Recovery in charitable giving might occur faster than it did in prior economic downturns, according to a new report from Giving USA Foundation and the Center on Philanthropy at Indiana University. In their latest “Giving USA Spotlight” issued this week, researchers note three factors that could make the difference:
– Income is higher per capita than in previous downturns
– More people have completed college; people with degrees give more
– More households support secular causes than in the past
The report notes that foundation grant-making may take longer than individual giving to return to pre-recession levels. But thanks to the recent creation of new foundations and the trend of the very wealthy to endow foundations through estate planning, foundation giving could increase more quickly than it did after the 1973-75 recession.

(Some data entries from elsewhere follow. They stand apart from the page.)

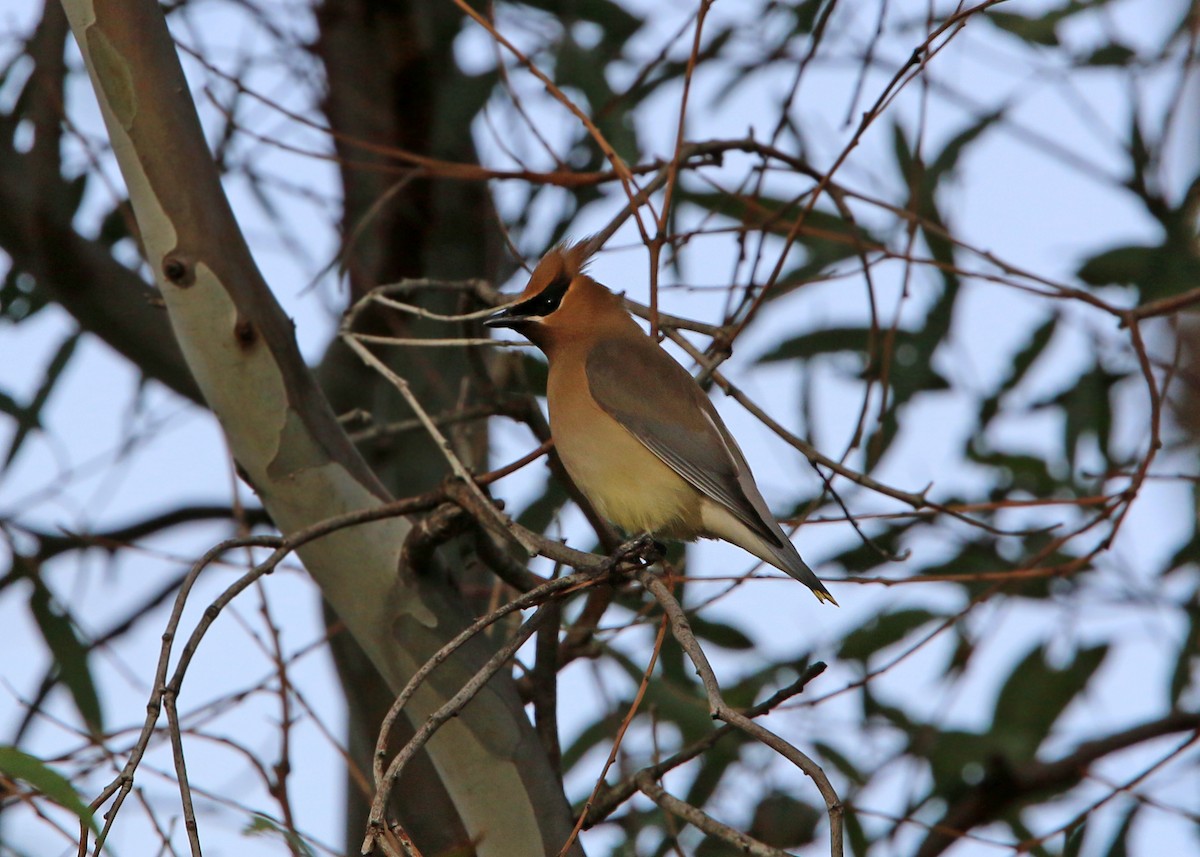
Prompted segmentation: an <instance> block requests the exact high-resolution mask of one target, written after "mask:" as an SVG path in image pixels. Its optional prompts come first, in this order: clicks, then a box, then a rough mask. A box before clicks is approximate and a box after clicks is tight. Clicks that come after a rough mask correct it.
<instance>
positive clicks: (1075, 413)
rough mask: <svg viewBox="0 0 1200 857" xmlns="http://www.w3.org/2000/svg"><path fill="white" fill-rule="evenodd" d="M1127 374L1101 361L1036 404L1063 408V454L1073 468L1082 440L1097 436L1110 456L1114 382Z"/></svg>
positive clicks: (1101, 447) (1038, 406)
mask: <svg viewBox="0 0 1200 857" xmlns="http://www.w3.org/2000/svg"><path fill="white" fill-rule="evenodd" d="M1123 377H1124V376H1122V374H1114V373H1111V372H1109V371H1106V370H1105V368H1104V367H1102V366H1100V365H1099V364H1096V365H1093V366H1092V368H1091V371H1088V372H1085V373H1084V374H1082V376H1080V378H1079V379H1078V380H1076V382H1075V384H1074V385H1073V386H1070V388H1068V389H1067V390H1064V391H1063V392H1061V394H1058V395H1057V396H1055V397H1054V398H1051V400H1050V401H1049V402H1045V403H1039V404H1036V406H1033V408H1034V409H1037V408H1042V407H1045V406H1046V404H1056V406H1058V407H1061V408H1062V409H1063V413H1064V414H1066V418H1067V419H1066V421H1064V424H1063V453H1064V454H1066V456H1067V457H1068V459H1069V460H1070V462H1072V467H1073V468H1074V467H1075V466H1076V463H1078V459H1079V454H1080V451H1081V449H1080V442H1081V441H1084V439H1085V438H1087V437H1094V438H1096V441H1097V443H1098V444H1099V448H1100V453H1102V454H1103V455H1104V456H1105V459H1106V457H1108V455H1109V439H1110V436H1111V432H1112V404H1111V398H1110V394H1111V390H1112V385H1114V384H1116V383H1117V382H1118V380H1121V379H1122V378H1123Z"/></svg>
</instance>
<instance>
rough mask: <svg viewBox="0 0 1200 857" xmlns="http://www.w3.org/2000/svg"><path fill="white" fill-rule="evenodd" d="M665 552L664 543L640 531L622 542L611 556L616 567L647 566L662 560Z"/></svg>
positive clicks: (647, 533) (659, 561)
mask: <svg viewBox="0 0 1200 857" xmlns="http://www.w3.org/2000/svg"><path fill="white" fill-rule="evenodd" d="M666 552H667V547H666V545H664V544H662V543H661V541H658V540H656V539H654V537H652V535H650V534H649V533H642V534H641V535H638V537H635V538H632V539H630V540H629V541H626V543H624V544H623V545H622V546H620V547H618V549H617V550H616V551H614V552H613V555H612V556H613V559H614V561H616V564H617V565H618V567H620V565H632V567H635V568H649V567H650V565H654V563H659V562H662V557H665V556H666Z"/></svg>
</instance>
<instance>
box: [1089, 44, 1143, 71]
mask: <svg viewBox="0 0 1200 857" xmlns="http://www.w3.org/2000/svg"><path fill="white" fill-rule="evenodd" d="M1136 58H1138V54H1136V52H1134V50H1133V48H1127V47H1126V46H1124V44H1120V43H1117V42H1110V43H1109V44H1104V46H1102V47H1099V48H1096V50H1093V52H1092V53H1090V54H1087V55H1086V56H1082V58H1080V60H1079V65H1084V66H1122V67H1123V66H1127V65H1129V64H1130V62H1132V61H1133V60H1135V59H1136Z"/></svg>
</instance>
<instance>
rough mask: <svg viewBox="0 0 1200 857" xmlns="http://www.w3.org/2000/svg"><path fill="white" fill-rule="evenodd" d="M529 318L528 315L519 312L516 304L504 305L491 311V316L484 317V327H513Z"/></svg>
mask: <svg viewBox="0 0 1200 857" xmlns="http://www.w3.org/2000/svg"><path fill="white" fill-rule="evenodd" d="M527 320H529V316H527V314H524V313H523V312H521V307H520V305H518V304H514V305H512V306H506V307H504V308H503V310H498V311H497V312H493V313H492V314H491V316H488V317H487V318H485V319H484V326H485V328H515V326H517V325H518V324H521V323H522V322H527Z"/></svg>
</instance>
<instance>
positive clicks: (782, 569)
mask: <svg viewBox="0 0 1200 857" xmlns="http://www.w3.org/2000/svg"><path fill="white" fill-rule="evenodd" d="M782 541H784V544H782V545H779V546H776V545H772V544H768V543H766V540H763V546H764V547H766V549H767V550H768V551H769V553H770V557H763V559H766V561H767V562H769V563H770V564H772V565H774V567H775V568H778V569H779V570H780V571H786V573H787V574H790V575H791V576H792V577H796V580H798V581H800V582H802V583H804V586H806V587H809V588H810V589H812V594H814V595H816V597H817V600H818V601H828V603H829V604H832V605H833V606H835V607H836V606H839V605H838V599H835V598H834V597H833V595H832V594H830V593H829V591H828V589H826V586H824V583H822V582H821V579H820V577H817V575H816V573H815V571H814V570H812V569H810V568H809V564H808V563H805V562H804V561H803V559H800V555H799V552H798V551H797V550H796V546H794V545H793V544H792V543H791V541H788V540H787V539H786V538H785V539H784V540H782Z"/></svg>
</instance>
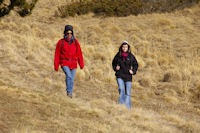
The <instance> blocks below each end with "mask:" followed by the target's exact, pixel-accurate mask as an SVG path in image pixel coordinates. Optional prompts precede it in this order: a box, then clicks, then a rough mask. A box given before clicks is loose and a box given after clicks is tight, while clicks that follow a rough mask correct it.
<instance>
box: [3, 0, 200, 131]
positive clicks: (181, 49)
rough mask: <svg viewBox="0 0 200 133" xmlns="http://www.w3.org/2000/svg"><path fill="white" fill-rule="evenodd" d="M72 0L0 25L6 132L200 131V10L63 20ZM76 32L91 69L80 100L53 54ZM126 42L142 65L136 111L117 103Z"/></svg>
mask: <svg viewBox="0 0 200 133" xmlns="http://www.w3.org/2000/svg"><path fill="white" fill-rule="evenodd" d="M65 2H66V0H55V1H53V2H52V1H50V0H39V2H38V3H37V5H36V7H35V9H34V10H33V13H32V15H30V16H28V17H25V18H21V17H19V16H18V15H17V14H16V13H15V12H14V11H12V12H11V13H10V14H9V15H8V16H6V17H4V18H2V19H0V133H199V132H200V4H198V5H196V6H194V7H192V8H187V9H184V10H180V11H175V12H172V13H162V14H157V13H155V14H148V15H139V16H128V17H120V18H116V17H108V18H104V17H94V15H93V14H92V13H90V14H88V15H83V16H76V17H73V18H72V17H68V18H60V17H59V13H58V12H57V11H56V10H57V7H58V6H60V5H62V4H65ZM66 24H71V25H73V26H74V29H75V30H74V32H75V36H76V38H77V39H78V40H79V42H80V45H81V48H82V52H83V56H84V61H85V68H84V69H83V70H80V68H78V70H77V73H76V77H75V86H74V95H75V96H74V98H73V99H70V98H68V97H67V96H66V93H65V75H64V73H63V72H62V70H61V69H60V68H59V71H58V72H55V71H54V52H55V47H56V44H57V42H58V40H59V39H61V38H62V37H63V30H64V26H65V25H66ZM123 40H127V41H128V42H129V43H130V44H131V47H132V48H131V49H132V52H133V53H134V55H135V56H136V58H137V60H138V62H139V70H138V72H137V74H136V75H135V76H134V77H133V89H132V110H131V111H129V110H128V109H126V107H124V106H123V105H118V103H117V102H118V89H117V83H116V81H115V76H114V72H113V70H112V66H111V63H112V59H113V57H114V55H115V54H116V53H117V51H118V48H119V46H120V45H121V42H122V41H123Z"/></svg>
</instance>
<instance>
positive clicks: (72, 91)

Giving USA researchers also cited a study released this year by Barclay’s Bank, which said that wealthy donors view philanthropy as a vital part of who they are and intend to keep giving at significant levels. In fact, 77 percent of these high-net-worth individuals said they would not decrease their level of giving.
Even though it may take two to three years for giving to return to the record levels of 2007, remember that in any year, no matter what the economy, some nonprofits see a rise in giving. As a member of the Giving Institute, founding organization of Giving USA Foundation, we offer the following counsel:
– Look at your fundraising activities and shift dollars from those with a low return to those with a higher return.
– Lay the groundwork for a planned giving program and start having conversations with long-time donors.
– Start or continue to communicate your organization’s story to raise your awareness.
– If you typically rely on events or direct mail to raise money, consider exploring a major-gifts program.
– Stay in touch with your most reliable donors and thank them for their continued support.